Dynamically Selective and Simultaneous Detection of Spin and Orbital Angular Momenta of Light with Thermoresponsive Self-Assembled Chiral Superstructures

Featuring a self-assembled helical nanostructure and external stimuli-responsive chiral photonic band gap, cholesteric liquid crystals (CLCs) create more opportunities in harnessing multiple degrees of freedom of light, especially the spin and orbital angular momenta (SAM/OAM). Here, we propose and demonstrate an innovative method for a dynamically selective and simultaneous detection of SAM and OAM of light via two cascaded CLC superstructures with thermal controllability and opposite chirality. By independently regulating their temperatures, on-demand selective detection for the intended wavelength and spin eigenstate is achieved with high efficiency and broadband tunability.
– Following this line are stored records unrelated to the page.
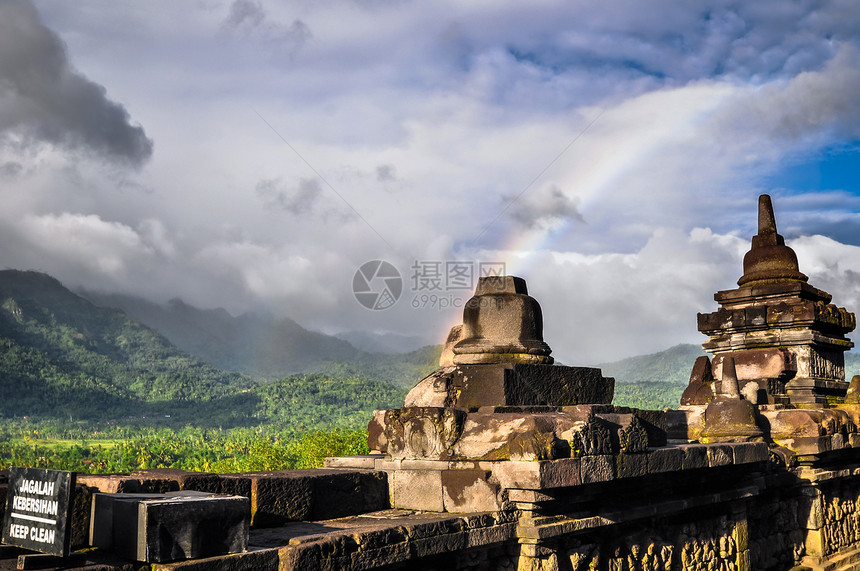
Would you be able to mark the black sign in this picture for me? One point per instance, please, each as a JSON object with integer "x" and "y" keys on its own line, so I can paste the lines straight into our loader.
{"x": 37, "y": 510}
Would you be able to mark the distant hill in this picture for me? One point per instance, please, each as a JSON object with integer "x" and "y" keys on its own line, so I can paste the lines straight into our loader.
{"x": 62, "y": 355}
{"x": 671, "y": 366}
{"x": 656, "y": 381}
{"x": 388, "y": 343}
{"x": 261, "y": 346}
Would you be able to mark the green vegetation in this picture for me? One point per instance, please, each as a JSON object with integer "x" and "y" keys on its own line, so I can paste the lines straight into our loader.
{"x": 650, "y": 396}
{"x": 123, "y": 449}
{"x": 266, "y": 348}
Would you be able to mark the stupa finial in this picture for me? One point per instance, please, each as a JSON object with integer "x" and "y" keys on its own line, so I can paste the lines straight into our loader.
{"x": 769, "y": 259}
{"x": 766, "y": 219}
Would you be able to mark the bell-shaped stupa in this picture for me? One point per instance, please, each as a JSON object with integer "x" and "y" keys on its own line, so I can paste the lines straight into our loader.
{"x": 783, "y": 334}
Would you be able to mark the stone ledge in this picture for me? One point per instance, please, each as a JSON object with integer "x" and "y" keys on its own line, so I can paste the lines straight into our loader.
{"x": 553, "y": 526}
{"x": 276, "y": 496}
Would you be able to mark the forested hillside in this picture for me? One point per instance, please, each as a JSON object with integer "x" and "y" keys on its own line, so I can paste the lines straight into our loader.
{"x": 62, "y": 357}
{"x": 265, "y": 347}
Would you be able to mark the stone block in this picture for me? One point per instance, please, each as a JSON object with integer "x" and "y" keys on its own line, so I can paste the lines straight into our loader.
{"x": 699, "y": 391}
{"x": 594, "y": 469}
{"x": 157, "y": 528}
{"x": 807, "y": 445}
{"x": 695, "y": 456}
{"x": 471, "y": 386}
{"x": 365, "y": 462}
{"x": 562, "y": 385}
{"x": 348, "y": 492}
{"x": 507, "y": 436}
{"x": 466, "y": 491}
{"x": 667, "y": 459}
{"x": 631, "y": 465}
{"x": 80, "y": 515}
{"x": 417, "y": 490}
{"x": 685, "y": 423}
{"x": 754, "y": 364}
{"x": 252, "y": 560}
{"x": 230, "y": 484}
{"x": 749, "y": 452}
{"x": 278, "y": 498}
{"x": 417, "y": 432}
{"x": 626, "y": 432}
{"x": 128, "y": 483}
{"x": 719, "y": 455}
{"x": 538, "y": 475}
{"x": 838, "y": 442}
{"x": 655, "y": 424}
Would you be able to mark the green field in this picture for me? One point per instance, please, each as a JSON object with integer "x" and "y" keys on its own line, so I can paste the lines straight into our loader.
{"x": 126, "y": 448}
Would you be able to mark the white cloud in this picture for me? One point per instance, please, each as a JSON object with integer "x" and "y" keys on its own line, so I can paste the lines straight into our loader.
{"x": 424, "y": 118}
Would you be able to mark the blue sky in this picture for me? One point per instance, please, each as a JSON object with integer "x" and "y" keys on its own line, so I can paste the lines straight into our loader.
{"x": 252, "y": 155}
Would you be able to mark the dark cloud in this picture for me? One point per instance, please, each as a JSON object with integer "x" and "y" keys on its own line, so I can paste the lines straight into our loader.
{"x": 541, "y": 207}
{"x": 10, "y": 169}
{"x": 43, "y": 99}
{"x": 298, "y": 200}
{"x": 249, "y": 18}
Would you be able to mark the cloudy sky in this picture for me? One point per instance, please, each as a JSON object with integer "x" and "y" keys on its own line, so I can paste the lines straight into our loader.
{"x": 252, "y": 155}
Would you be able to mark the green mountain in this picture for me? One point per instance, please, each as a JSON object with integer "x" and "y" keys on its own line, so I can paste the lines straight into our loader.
{"x": 264, "y": 347}
{"x": 671, "y": 366}
{"x": 62, "y": 357}
{"x": 656, "y": 381}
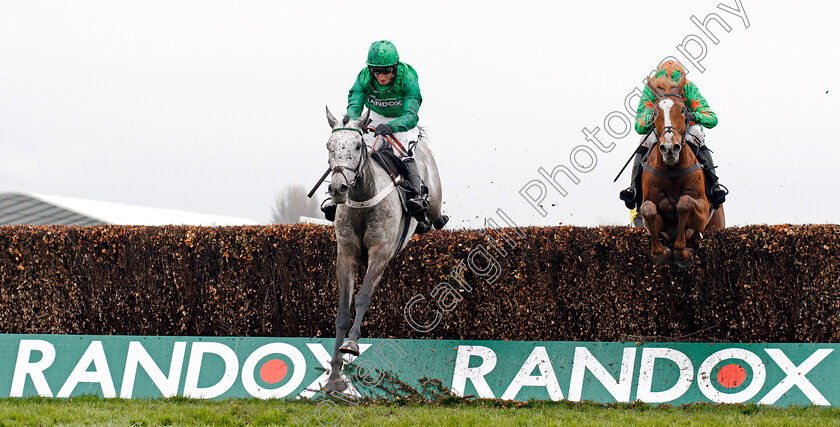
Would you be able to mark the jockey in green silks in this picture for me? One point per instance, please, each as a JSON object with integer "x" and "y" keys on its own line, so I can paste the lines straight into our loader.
{"x": 390, "y": 90}
{"x": 699, "y": 115}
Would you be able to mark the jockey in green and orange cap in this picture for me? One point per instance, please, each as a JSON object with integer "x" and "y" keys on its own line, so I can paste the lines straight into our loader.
{"x": 389, "y": 88}
{"x": 699, "y": 115}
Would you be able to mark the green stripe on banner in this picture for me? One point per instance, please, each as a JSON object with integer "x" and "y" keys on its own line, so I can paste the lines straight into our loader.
{"x": 219, "y": 367}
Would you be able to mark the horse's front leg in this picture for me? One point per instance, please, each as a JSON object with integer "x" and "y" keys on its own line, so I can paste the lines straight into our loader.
{"x": 378, "y": 257}
{"x": 692, "y": 213}
{"x": 346, "y": 266}
{"x": 654, "y": 223}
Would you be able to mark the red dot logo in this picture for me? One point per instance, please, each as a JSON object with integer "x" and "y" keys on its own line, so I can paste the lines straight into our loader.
{"x": 273, "y": 371}
{"x": 732, "y": 375}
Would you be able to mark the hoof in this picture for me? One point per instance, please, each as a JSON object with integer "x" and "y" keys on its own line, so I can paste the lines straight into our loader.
{"x": 422, "y": 227}
{"x": 350, "y": 347}
{"x": 335, "y": 386}
{"x": 440, "y": 222}
{"x": 661, "y": 259}
{"x": 685, "y": 261}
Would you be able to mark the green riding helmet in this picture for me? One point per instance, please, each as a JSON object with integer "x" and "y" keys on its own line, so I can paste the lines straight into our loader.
{"x": 671, "y": 69}
{"x": 382, "y": 54}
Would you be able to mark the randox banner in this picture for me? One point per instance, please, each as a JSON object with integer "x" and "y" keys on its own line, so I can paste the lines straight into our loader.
{"x": 219, "y": 367}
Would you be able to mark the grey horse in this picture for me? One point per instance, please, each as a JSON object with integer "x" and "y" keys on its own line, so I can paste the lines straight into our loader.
{"x": 369, "y": 225}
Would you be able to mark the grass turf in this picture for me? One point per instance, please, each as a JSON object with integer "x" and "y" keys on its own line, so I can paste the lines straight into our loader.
{"x": 180, "y": 411}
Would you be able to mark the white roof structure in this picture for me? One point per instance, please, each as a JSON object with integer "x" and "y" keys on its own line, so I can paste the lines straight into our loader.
{"x": 39, "y": 209}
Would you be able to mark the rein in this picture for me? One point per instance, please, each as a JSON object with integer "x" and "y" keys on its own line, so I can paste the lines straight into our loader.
{"x": 362, "y": 164}
{"x": 659, "y": 173}
{"x": 362, "y": 161}
{"x": 394, "y": 143}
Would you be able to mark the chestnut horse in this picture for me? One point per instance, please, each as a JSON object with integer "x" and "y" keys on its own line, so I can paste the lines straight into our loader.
{"x": 673, "y": 184}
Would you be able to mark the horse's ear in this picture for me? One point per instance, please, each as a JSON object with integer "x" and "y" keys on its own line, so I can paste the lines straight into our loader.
{"x": 331, "y": 119}
{"x": 363, "y": 119}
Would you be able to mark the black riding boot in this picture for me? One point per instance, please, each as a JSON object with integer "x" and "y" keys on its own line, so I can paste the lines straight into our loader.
{"x": 328, "y": 208}
{"x": 628, "y": 195}
{"x": 719, "y": 192}
{"x": 417, "y": 204}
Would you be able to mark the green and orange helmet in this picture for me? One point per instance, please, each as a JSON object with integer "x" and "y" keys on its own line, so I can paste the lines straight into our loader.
{"x": 673, "y": 70}
{"x": 382, "y": 54}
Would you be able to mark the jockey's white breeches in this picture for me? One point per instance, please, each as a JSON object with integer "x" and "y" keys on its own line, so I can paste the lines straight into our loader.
{"x": 404, "y": 138}
{"x": 694, "y": 134}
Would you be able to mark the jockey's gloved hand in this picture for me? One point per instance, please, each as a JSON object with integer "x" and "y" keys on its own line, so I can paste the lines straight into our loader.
{"x": 384, "y": 129}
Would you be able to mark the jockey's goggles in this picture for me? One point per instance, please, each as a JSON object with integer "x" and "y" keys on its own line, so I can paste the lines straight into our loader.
{"x": 381, "y": 70}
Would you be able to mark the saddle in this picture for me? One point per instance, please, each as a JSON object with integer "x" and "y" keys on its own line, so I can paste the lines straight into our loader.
{"x": 396, "y": 170}
{"x": 694, "y": 149}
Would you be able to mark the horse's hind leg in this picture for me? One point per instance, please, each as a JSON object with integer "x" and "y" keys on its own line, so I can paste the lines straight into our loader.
{"x": 378, "y": 258}
{"x": 346, "y": 267}
{"x": 654, "y": 223}
{"x": 692, "y": 214}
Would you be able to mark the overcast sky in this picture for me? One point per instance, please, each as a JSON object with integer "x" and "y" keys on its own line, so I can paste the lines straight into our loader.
{"x": 215, "y": 106}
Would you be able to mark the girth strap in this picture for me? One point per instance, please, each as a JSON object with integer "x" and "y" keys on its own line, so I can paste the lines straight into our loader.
{"x": 671, "y": 173}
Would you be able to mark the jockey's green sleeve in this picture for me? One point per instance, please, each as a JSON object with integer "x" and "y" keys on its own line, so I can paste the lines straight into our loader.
{"x": 694, "y": 101}
{"x": 401, "y": 99}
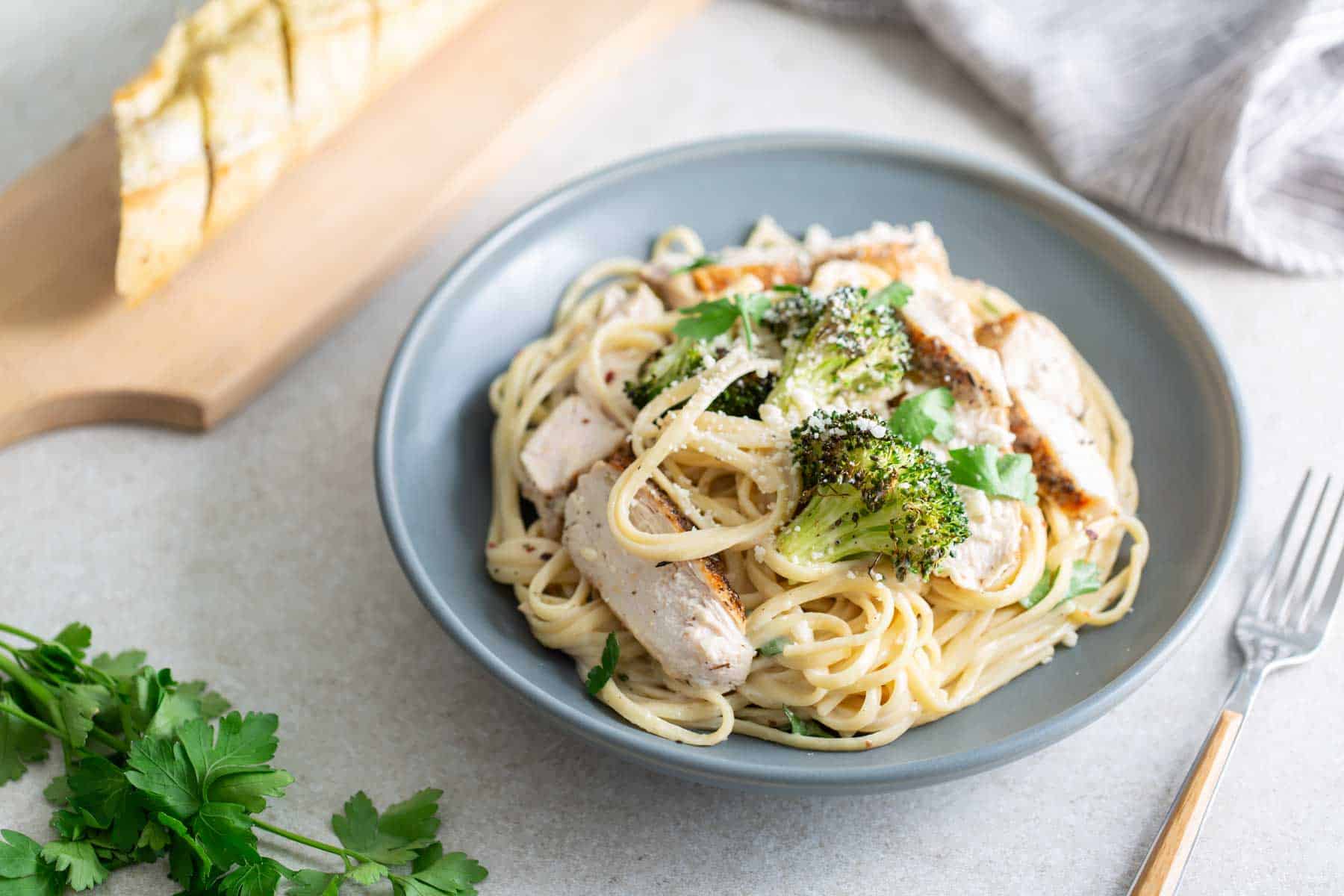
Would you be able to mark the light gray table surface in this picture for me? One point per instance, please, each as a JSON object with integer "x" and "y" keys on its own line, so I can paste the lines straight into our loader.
{"x": 253, "y": 556}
The information of the desired angular momenta is vividly identified by the reflected diffraction patterns from cascaded chiral superstructures, while the nondetected components are preserved in the transmitted light. This indicates an in situ and nondestructive manner and may facilitate advanced optical manipulation, imaging, and information (de)multiplexing. This work brings important insights into the design, construction, and application of self-assembled chiral nanostructures, promoting multiple and active functionalities in diverse intelligent devices.

Automated summary

An innovative method for dynamically selective and simultaneous detection of the spin and orbital angular momenta of light is proposed and demonstrated using two cascaded cholesteric liquid crystal superstructures. This method allows for efficient and broadband tunable selective detection of the intended wavelength and spin eigenstate.